How Pair Programming in Code Cities Unlocked Hidden Software Insights

Table of Links
Abstract and I. Introduction
II. Approach
A. Architectural Design
B. Proof of Concept Implementation
III. Envisioned Usage Scenarios
IV. Experiment Design and Demographics
A. Participants
B. Target System and Task
C. Procedure
V. Results and Discussion
VI. Related Work
VII. Conclusions and Future Work, Acknowledgment, and References
V. RESULTS & DISCUSSION
Our mid-questionnaires and post-questionnaire contained statements for which participants had to indicate their level of (dis)agreement on a 5-point Likert scale. The questionnaires also included free reply fields to leave a comment on any experiment-related matter. Additionally, the instructor made a note of observations such as rational usages of specific features as well as noticeable emotions [27] and mentions of the participants. In the following, we present and use the results of our conducted user study to revisit our posed research questions. Furthermore, we discuss the threats to validity of our evaluation. Although we use the term SV in this paper, we do not want it to be understood as a generalization of our results. We again emphasize that the results and their interpretation are restricted to our particular prototype using collaborative code cities and our experiment. Therefore, the findings should be seen as first insights and indicators for refinements rather than statistically grounded results.
Task evaluation
We measured an overall task correctness of 90 %. The related time spent solving the tasks is depicted in Figure 5. The average time spent on T1 is for both the mean and median 19 minutes. The fasted participant correctly solved T1 in seven minutes. This person was already familiar with ExplorViz. For T2, we see 29 minutes for the mean and 24 minutes for the median. Both tasks were without time limit, hence the outlier group for T2. Figure 5 also depicts the participants’ perceived task difficulty. T1 and T2 were found to be difficult by four participants, with T1 also found to be very difficult by one person. Due to the overall distribution, we conclude that the tasks were neither too easy nor too difficult.

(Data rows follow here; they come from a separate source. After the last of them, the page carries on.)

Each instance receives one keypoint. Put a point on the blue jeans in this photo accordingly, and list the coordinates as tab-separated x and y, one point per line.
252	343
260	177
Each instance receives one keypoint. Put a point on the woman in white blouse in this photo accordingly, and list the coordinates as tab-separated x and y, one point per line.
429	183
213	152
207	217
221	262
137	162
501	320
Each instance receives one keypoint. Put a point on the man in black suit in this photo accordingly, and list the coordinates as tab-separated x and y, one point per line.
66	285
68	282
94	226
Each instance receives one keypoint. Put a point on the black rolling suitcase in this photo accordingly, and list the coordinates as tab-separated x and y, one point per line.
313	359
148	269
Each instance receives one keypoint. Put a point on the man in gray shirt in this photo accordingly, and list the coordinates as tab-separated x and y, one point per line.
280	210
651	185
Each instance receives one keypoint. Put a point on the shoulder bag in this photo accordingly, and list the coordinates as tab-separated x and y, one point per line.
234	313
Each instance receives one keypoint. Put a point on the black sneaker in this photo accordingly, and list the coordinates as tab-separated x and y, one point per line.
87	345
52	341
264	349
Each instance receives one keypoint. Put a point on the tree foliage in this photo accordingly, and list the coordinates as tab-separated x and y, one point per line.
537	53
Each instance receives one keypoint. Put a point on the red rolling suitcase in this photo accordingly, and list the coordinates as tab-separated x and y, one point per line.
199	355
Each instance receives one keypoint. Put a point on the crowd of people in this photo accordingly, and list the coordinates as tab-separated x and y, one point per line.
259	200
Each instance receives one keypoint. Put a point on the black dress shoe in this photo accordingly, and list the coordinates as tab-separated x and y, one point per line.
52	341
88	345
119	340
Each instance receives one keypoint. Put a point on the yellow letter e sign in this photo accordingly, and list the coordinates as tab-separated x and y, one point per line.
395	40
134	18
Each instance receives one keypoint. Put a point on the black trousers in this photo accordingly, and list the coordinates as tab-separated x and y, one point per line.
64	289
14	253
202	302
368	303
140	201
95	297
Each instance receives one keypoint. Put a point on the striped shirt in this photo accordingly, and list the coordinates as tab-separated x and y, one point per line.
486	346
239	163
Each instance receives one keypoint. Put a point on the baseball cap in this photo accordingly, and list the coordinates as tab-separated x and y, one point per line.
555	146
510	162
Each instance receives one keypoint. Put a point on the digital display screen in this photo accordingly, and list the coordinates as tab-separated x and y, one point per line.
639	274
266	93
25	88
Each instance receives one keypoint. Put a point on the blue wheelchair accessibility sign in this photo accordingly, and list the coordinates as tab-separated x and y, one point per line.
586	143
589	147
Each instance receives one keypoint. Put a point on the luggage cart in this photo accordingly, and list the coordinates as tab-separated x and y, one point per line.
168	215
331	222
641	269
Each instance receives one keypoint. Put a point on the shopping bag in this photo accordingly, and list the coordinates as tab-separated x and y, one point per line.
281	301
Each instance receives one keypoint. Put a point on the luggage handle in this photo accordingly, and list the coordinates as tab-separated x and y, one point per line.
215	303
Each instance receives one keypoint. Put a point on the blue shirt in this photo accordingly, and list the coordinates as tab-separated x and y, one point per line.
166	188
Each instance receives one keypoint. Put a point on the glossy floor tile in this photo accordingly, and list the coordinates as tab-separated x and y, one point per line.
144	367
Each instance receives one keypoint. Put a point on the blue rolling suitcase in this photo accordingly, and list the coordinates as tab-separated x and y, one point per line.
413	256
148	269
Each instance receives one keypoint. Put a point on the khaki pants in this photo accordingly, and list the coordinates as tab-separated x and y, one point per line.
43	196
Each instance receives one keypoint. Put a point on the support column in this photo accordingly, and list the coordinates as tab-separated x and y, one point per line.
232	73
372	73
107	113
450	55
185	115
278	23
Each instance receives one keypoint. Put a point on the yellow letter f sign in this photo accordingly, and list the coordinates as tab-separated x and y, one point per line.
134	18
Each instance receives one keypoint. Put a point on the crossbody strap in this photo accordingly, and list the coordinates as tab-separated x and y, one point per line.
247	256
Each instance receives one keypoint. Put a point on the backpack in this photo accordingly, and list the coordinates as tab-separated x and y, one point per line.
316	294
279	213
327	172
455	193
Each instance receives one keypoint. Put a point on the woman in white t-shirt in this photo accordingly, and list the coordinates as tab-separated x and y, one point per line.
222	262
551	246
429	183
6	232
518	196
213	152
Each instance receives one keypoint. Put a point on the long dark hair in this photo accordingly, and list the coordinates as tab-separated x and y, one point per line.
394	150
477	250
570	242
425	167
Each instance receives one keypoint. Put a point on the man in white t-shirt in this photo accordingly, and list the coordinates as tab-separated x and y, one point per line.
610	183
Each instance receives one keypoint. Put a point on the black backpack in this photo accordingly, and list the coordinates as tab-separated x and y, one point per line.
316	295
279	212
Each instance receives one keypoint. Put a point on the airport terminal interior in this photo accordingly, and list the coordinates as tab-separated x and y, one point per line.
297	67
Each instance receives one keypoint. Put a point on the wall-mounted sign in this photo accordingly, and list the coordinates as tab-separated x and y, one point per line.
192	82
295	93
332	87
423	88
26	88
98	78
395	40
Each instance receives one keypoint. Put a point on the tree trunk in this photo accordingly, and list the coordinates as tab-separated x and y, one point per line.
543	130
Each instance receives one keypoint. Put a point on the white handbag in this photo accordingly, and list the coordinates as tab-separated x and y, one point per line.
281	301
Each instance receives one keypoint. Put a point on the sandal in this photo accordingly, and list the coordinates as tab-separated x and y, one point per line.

RQ1*: How do subjects use the embedded SV and code editor during task solving?*
To the best of our knowledge, this work presents a novel approach that combines code editors with remote pair programming techniques and embedded, collaborative code cities. Therefore, we first intend to understand how the participants in our study use the approach with free choice of the tool, i.e., embedded SV and code editor, as well as with tasks referenced to SC1. In that context, Figure 6 depicts the time spent using each tool per task. For measurement, a VS code event was used to capture the time at which participants clicked on the code editor or the ExplorViz extension, therefore switched their focused context. We would like to mention that it was technically (due to VS Code’s limitations for extensions) only possible to measure the time spent between context switches. Thus, if a participant did not change the context but, for example, only used the SV, then our measurements indicate a time spent of one minute for the SV. This is the case for the fastest participant for T1 mentioned above, who actively interacted only with the SV during this task (as confirmed by the video recording). The average time spent using the SV for T1 is seven minutes and nine minutes for VS Code (both mean and median). During this task, participants comprehended the source code for the first time and probably spent more time reading it. It is therefore surprising that the time difference for the first task is already quite small. The reason for this is that code cities can facilitate the understanding of structures and are therefore suitable for the task of obtaining an overview [34], [35]. This was also explicitly mentioned by three participants in the free text fields. For T2, the average time spent using the SV is fifteen minutes and eight minutes for VS Code. The (almost) double amount of time spent using the SV results from the two outliers. For this task, however, the median for time spent using the SV is thirteen minutes and eight minutes for VS code. We suppose that this comes from the shared software cities and the ability to highlight objects in question. The instructor’s notes mention the frequent use of shared popups within two groups. The video recordings confirm that these groups often use the popups as a basis for discussion. Also, participants often use the ping feature of our tool to highlight certain details for their collaborator. Therefore, they spent more time
using the SV. However, collaboration is not the only reason for that. T2 explicitly requires to understand and extend a program flow. The SV provides a visual overview of the software system’s structure and in our case also of a runtime behavior snapshot (see Section IV-B). As a result, it is far easier and obvious to use this available visualization and for example trace imaginary method calls with the mouse cursor (especially, when combined with collaborative features).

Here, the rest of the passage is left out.